I've taken more than one week to decide if I feel like sharing this or not.
First of all, I know, I created this blog many years ago and the number of posts is ridiculous, life was going this way. I will not promise to write a post each day/week [well then... promise to whom? :P] but I want to talk without filter because the problem for me is that I felt like I had to hide my real aspect or personality because, taking a look around (fb, instagram or any other social platform), people is happy, colorful, of success, with social life and without any shadows.
Well I'm not that way!
I'm quite a complex person as any other, with black and white aspects and if you ask me to show you my happy moments I could have problems to do that.
I suffer from anxiety and depression BUT I'm always here!!! My HUGE quality is RESILIENCE and I know that I can kick a lot of assess :D
Usually I spend the double of time to do something but the result, for me of course, is at the best of my effort and passion; I can do the same things as other people and in the meantime i can fight the struggle and if anything goes wrong I don't panic.
I'm not so good at sharing my victories for three main reasons:
1 At the end I feel broken and exhausted.
2 I'm not very supportive with myself (but I'm the N°1 fan of a lot of people!), after some time I usually start to think that my work is fine but then I see the need for improvement and the loop starts.
3 I'm great with working groups, sometimes I become a leader and usually I'm the motivator and the connector, but alone I feel lost because I need to share and learn from others, for me the comparison is vital, so I hide my real self in order to avoid isolation.
So we said "share".
In the last two years I :
- passed the admission exam of the master course "Marine Sciences"
- went to Dubai for a workshop about "tropical ecosystems" and I did kayak in the mangroves, but the best moment was spotting a dung beetle in the desert during the sun set <3 (yes I know ....neeeeeerd allleeeert)

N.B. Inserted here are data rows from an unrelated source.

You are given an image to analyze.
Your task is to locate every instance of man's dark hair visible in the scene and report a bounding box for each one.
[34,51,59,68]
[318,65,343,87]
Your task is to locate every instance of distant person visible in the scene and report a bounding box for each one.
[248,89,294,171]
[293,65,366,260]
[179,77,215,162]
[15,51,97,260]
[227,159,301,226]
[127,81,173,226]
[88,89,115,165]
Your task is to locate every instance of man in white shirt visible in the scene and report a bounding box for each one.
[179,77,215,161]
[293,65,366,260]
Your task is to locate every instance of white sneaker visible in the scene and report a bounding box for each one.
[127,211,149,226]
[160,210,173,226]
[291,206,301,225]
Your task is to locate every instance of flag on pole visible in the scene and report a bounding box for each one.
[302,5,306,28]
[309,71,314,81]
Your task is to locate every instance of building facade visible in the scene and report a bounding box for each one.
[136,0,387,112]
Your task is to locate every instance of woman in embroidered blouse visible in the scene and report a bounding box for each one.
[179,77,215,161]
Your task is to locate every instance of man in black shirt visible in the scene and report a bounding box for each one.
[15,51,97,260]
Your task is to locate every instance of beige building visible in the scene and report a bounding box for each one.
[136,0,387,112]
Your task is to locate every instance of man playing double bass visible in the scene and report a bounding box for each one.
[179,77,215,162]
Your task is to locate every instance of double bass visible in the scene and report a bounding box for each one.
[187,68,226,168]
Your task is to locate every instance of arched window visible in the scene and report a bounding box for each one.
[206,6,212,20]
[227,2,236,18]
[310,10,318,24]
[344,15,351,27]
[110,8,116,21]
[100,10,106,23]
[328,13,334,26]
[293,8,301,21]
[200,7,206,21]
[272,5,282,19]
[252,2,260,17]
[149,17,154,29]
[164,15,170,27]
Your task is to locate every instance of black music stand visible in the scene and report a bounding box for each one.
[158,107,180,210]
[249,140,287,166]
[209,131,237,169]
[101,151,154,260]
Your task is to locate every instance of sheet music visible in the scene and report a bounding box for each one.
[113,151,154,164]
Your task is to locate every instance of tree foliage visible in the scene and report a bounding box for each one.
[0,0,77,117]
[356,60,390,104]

- went two times at the Maldives for university trainership and courses and for working on my thesis but I will talk about that in a specific post
- worked with two environmental organizations and with a quite famous aquarium
- did a cool trainership about the multibeam data processing (nerd alert pt.2)
- cured my old father
- participated to statistical courses (a huge effort for my poor little brain)
- did an oral presentation at the European Elasmobranch Association Meeting 2019
- took my degree with the maximum score
- went on two vulcanoes and on one glacier
- broke my finger, had a car accident, spent almost two months in bed for a pneumonia (all these stuff in less than three months, I'm quite sure it is a record)
- participated to the first Italian ocean forum
- got my gym membership (for an asocial as me is a giant step)
- took a free diving certificate
- of course there are a lot of other things that I couldn't remember now.
And in the end...I'm in quarantine for the coronavirus pandemic <3
Usually for me it is not a problem, I mean I passed more or less 10/15h/day closed in my bedroom BUT in the years I created a routine made of gym, swimming pool, trekking, new experiences, special night events and going to the university and work on my things.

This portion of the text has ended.